3. I find the viewfinder (Palm screen's) refresh rate a bit slow. Sometimes its hard to get a shot since when the click is done to take the picture the subject may be still moving. The subject may be in an unacceptable pose when the picture is actually taken compared to the viewfinder but generally this hasn't been a major problem.

4. The 5 focus modes are nice (closeup, business card, legal letter, portrait and landscape levels). I find the landscape level the one I leave on most of the time.

5. With the 3 levels of resolutions I find I use the 800x600 mode the most. Generally with keeping 3.5-4 MB free on the Palm (on the memory card) I can fit 10-15 pictures on the Palm before I moved them to the memory card. Pictures move over to the card in a couple minutes. Picture size for a 800x600 mode picture is generally 200-300k in size.

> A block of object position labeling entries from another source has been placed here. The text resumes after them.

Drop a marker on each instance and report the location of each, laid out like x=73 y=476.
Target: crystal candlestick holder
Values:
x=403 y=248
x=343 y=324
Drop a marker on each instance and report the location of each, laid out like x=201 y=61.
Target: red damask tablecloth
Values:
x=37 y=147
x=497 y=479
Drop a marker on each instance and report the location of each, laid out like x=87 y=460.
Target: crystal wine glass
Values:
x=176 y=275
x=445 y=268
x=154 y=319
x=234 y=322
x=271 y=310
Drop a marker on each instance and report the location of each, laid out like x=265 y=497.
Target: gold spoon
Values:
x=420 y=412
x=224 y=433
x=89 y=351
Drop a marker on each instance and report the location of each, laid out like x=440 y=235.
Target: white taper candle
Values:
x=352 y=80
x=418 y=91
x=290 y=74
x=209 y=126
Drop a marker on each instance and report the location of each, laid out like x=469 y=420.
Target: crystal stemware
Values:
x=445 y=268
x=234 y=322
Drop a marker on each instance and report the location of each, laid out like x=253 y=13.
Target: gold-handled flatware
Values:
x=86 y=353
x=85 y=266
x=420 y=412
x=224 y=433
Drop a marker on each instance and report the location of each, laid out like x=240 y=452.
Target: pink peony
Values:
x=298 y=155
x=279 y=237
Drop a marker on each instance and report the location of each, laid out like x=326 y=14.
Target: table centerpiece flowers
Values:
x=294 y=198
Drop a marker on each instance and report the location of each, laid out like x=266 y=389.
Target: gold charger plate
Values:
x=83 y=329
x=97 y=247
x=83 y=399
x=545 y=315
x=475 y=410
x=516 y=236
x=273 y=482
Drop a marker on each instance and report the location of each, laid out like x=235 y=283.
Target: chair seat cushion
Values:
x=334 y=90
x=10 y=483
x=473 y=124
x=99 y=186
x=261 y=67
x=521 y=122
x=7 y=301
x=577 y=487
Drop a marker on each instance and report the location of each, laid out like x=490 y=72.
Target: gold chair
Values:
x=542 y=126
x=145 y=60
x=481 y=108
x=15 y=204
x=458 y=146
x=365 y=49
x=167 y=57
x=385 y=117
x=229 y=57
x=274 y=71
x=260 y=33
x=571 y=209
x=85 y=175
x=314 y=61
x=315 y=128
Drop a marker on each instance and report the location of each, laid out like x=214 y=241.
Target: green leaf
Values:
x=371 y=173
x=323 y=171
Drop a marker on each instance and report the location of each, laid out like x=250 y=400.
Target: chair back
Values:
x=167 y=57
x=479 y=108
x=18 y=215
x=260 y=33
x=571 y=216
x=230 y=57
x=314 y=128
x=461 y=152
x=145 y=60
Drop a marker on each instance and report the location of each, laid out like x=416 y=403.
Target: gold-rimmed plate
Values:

As an example I took 78 pictures at a wedding/reception I was attending over the weekend over the 5 hours I was there. Every 10-15 pictures were moved over to the memory card.

6. The controls for using the PalmPix are extremely easy to use. Its trivial to select all the pictures on the Palm and move them to your memory card.

7. The use of the 32 MB MMC vs the 64MB SD card with the PalmPix for me was exactly the same. Use of the SD card was noticably faster but I had plenty of space on the MMC card.

Summary: For my basic needs the camera is very good. Small, light, generally gives good results, focused on outside use. It won't replace my regular camera because of the lack of flash but it takes its place on many occassions.

ZFrame wireless connection

I.M. Anonymous @ 7/6/2001 11:30:28 AM #
You didn't mention in either article that one of the ways the Prism was connected to the internet was by Bluetooth.

RE: ZFrame wireless connection
mikecane @ 7/25/2001 10:17:57 AM #
That's because I forgot to ask! I was too dazzled by the software!